ChromeOS ML Service: How to publish your ML models

This page explains how to publish a trained ML model so that the ML Service can make it available at runtime for inference. Design doc for model publishing: go/cros-ml-service-models.

Model format

Currently the ML Service supports TensorFlow Lite models. Each model needs to be a single file. The file format is a TFLite flat buffers (extension .tflite).

Handy tool: you can convert a TF model into a TFLite model using the internal tool Toco (see go/toco).

Two methods to publish your models

Two methods will be supported to publish an ML model:

Installed into rootfs partition.
Installed into the user partition as a downloadable component by DLC Service.

WARNING: Currently only the first method is supported. DLC is still under development and its ETA is Q4 2018.

To know more about which method you should use and why we have two, read section below. In general, method #2 is the preferred option, unless you know that you need method #1 and you have received permission to increase the storage size of rootfs. Remember that storage in rootfs is limited and we are trying to control rootfs growth as much as possible.

Method #1: Install a model inside rootfs

Step 1. Upload the model to the ChromeOS file mirror

Once you have a model ready that you want to publish, upload it to https://storage.googleapis.com/chromeos-localmirror/distfiles/. The web interface is https://pantheon.corp.google.com/storage/browser/chromeos-localmirror/distfiles. The mirror is accessible to all Googlers with prod access.

There is no directory structure under distfiles/, so the filename needs to be unique enough to avoid conflicts. This is the required convention for filenames of models:

mlservice-model-<feature_name_and_variant>-<timestamp>.<ext>

mlservice-model is a fixed prefix
<feature_name_and_variant> should indicate the feature that this model is built for and any variant of the model if applicable
<timestamp> is used to differentiate different versions of the same model. The preferred format is 20180725 but the actual time (hour, minutes, etc) can be added if needed.

An example of filename is: mlservice-model-tab_discarder_quantized-20180507.pb.

Files in the ChromeOS file mirror should never be deleted. You simply add newer models as you need them, but leave the previous ones in the mirror, even if you don't plan to use them ever again.

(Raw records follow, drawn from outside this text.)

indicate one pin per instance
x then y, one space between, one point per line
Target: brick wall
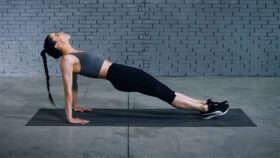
161 37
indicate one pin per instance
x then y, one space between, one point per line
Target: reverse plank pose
122 77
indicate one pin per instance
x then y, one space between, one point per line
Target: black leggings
130 79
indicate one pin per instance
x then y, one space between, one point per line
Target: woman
123 78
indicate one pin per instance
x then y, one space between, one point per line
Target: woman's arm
66 66
75 90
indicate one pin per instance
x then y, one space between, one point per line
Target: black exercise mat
140 117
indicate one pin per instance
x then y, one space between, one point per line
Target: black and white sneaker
215 109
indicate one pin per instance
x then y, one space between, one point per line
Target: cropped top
90 64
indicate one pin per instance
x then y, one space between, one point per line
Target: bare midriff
104 69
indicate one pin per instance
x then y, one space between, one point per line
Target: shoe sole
215 114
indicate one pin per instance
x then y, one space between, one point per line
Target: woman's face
60 38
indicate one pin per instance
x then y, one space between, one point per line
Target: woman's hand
77 121
81 109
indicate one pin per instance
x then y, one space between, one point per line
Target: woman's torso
77 66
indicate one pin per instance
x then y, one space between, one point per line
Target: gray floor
258 98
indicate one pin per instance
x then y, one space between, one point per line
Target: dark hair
55 53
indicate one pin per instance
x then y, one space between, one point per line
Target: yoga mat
141 117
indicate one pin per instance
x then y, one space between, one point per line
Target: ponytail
43 54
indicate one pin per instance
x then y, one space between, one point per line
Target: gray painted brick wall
161 37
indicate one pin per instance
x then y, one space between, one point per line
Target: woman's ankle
204 108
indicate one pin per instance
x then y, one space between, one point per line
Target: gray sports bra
90 64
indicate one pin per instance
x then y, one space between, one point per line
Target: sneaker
215 109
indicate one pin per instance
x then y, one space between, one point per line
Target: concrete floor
258 98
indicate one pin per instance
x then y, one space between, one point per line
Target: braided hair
55 53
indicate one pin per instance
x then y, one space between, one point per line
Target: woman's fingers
77 121
81 109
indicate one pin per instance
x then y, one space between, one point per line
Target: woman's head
55 44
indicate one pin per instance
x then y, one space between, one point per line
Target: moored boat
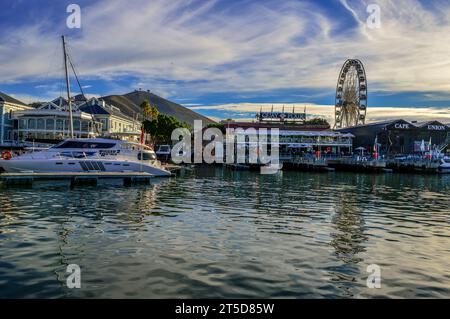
88 155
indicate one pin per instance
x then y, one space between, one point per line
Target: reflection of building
400 136
8 105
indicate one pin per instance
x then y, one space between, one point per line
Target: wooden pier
426 166
307 164
355 165
75 178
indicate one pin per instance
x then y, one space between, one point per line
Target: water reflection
217 233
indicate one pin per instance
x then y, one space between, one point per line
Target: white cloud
374 114
264 45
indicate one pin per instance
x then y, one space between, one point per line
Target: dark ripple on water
214 233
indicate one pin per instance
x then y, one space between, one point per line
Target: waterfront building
8 105
51 125
49 122
294 144
401 137
115 123
286 121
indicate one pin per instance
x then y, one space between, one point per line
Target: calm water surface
215 233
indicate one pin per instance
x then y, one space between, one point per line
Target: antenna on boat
68 87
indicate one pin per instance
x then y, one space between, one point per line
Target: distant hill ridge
130 103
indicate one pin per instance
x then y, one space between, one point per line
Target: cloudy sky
225 57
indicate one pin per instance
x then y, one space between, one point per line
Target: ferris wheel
351 95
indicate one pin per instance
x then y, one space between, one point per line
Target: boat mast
68 87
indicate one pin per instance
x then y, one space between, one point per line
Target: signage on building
432 127
402 126
281 116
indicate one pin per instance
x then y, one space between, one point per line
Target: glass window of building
50 124
76 125
23 124
32 124
59 125
41 124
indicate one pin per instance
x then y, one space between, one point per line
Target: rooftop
9 99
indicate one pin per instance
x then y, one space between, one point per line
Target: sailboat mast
68 87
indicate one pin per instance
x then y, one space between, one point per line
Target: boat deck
75 178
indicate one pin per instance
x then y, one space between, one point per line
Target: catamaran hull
444 169
50 166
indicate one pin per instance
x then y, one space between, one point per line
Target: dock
307 164
75 178
355 165
426 166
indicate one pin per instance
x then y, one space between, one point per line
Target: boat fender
6 155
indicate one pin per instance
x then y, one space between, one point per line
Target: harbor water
213 233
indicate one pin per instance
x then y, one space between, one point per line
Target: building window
59 125
76 125
32 124
50 124
23 124
41 124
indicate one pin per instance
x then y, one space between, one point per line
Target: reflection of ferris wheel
351 95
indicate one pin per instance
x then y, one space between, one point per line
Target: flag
422 146
142 135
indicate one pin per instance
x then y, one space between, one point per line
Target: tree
317 121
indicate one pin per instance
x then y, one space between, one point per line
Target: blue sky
214 53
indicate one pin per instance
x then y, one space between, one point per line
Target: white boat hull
78 165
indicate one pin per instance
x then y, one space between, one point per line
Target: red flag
142 135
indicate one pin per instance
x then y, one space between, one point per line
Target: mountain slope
130 105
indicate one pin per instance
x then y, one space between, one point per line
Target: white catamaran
86 155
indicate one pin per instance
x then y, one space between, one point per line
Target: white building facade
8 105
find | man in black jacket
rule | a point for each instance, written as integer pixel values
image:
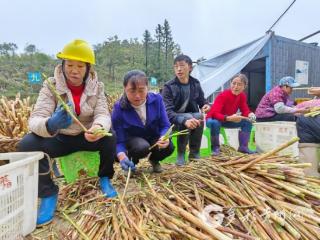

Step 2. Write an ebuild to install the model into rootfs

Once your model is uploaded to the ChromeOS file mirror, the next step is to create a CL. This CL will have changes to the ML ebuild, which installs the model(s) into rootfs. The ebuild is located at /chromiumos/overlays/chromiumos-overlay/chromeos-base/ml/ml-9999.ebuild. Simply add your models in the system_models variable: they are installed in the src_install() function in the same file. The install location in the ChromeOS system is /opt/google/chrome/ml_models.

Then you need to update the Manifest file. In the ebuild path above, run ebuild <ebuild_file> manifest. A new entry for the new model will be added into Manifest file. This is the checksum to ensure the model file is downloaded successfully.

See CL/1125701 (and relative fix in CL/1140020) as an example.

Step 3. Update ML Service daemon to serve the new model

There are three places to update here:

Add the model to the Mojo interface in model.mojom.
Add a metadata entry to model_metadata.cc.
Add a basic loading & inference test for the model.

See this CL for an example of all the above.

Method #2: Use DLC to install a model inside the stateful partition

WARNING: This section is pending the implementation of DLC Service. See go/dlc-service-proposal for more info.

Which method to use and why

We provide two methods of model deployment, each with their own pros and cons.

Method #1, installing inside rootfs, has the benefit of making the model available right after the system boots for the first time. No updates and thus no network connection is required. Besides, it was better suited as a starting point to create a working prototype of the ML Service in the early stages of development.

Method #1 has one big limit: storage space on rootfs. Since we want to avoid increasing the size of rootfs, we reserve this method for those models that are either very small (less than 30KB) or that are system critical and need to be available before the first successful update of the device.

Method #2 is the solution to the limitation of Method #1. Large models can be installed this way, because we have no restrictions on the size increase of the stateful partition (within reason). Models are installed in an encrypted partition. Files in that partition are shared by all users.

Method #2 promises to bind models to platform releases, so all models can be verified and tested automatically before they are sent to device.

The disadvantage of Method #2 is that the model cannot be used until the system has succesfully updated.

If you believe that your case is eligible for Method #1, contact chrome-knowledge-eng@ to get your case approved.